Record review of Emergency Department's communication clip board for broken equipment, paper titled "Broken Equipment Log" under column titled Type of Equipment that is broken, with "Pulse ox [oximeter] Cord has a short CE (low risk medical device) 30202326." Under column titled Date Called in for Repair Maintenance: "7/30/2021 C03821382" was hand-written in. There were no comments or a part number indicating a part needed to be ordered or that the repair had been completed. There was no documentation of Room 18 door being off the track.

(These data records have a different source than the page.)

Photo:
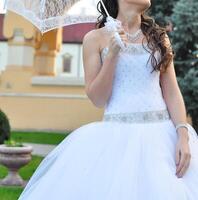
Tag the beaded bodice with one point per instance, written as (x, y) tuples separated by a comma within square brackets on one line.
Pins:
[(135, 88)]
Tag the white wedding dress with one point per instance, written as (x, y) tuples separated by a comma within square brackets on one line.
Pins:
[(129, 155)]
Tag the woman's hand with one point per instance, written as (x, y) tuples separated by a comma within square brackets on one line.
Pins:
[(114, 47), (182, 153)]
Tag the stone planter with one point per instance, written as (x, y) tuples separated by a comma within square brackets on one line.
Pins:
[(14, 158)]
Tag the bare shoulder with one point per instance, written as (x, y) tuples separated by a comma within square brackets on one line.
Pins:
[(94, 38)]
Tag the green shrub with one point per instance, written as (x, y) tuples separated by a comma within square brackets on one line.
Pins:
[(4, 127)]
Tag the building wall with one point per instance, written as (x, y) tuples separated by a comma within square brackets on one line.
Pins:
[(41, 102)]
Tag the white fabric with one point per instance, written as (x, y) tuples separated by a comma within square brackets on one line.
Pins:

Record review of Service History Report of CEID# 30202326 for pulse oximeter cords created 07/30/2021 at 12:31 PM Completed 7/30/2021 at 1:38 PM under What actions were taken to ensure the device was ready for patient, note dated 7/30/2021 at 1:48 PM revealed "Provided the nursing staff with a part number. Part Number: LNC-10."
On 8/10/2021 at 9:10 AM interview with ED Manager C and Clinical Engineering Manager N, Manager N stated nursing staff was given the part number for the cord repair and stated "we don't order that." ED Manager C stated "I wasn't notified."
On 8/11/2021 at 9:25 AM during interview with Plant Operation Manager O, Manager O stated there was not a work order placed for the Emergency Department's sliding door for Room #18 prior to 8/10/2021 and stated "it was fixed yesterday."
On 8/11/2021 at 9:23 AM during interview with Quality Coordinator J, Coordinator J confirmed there was no written hospital policy or process for reporting broken equipment or other departmental needs that need repairs.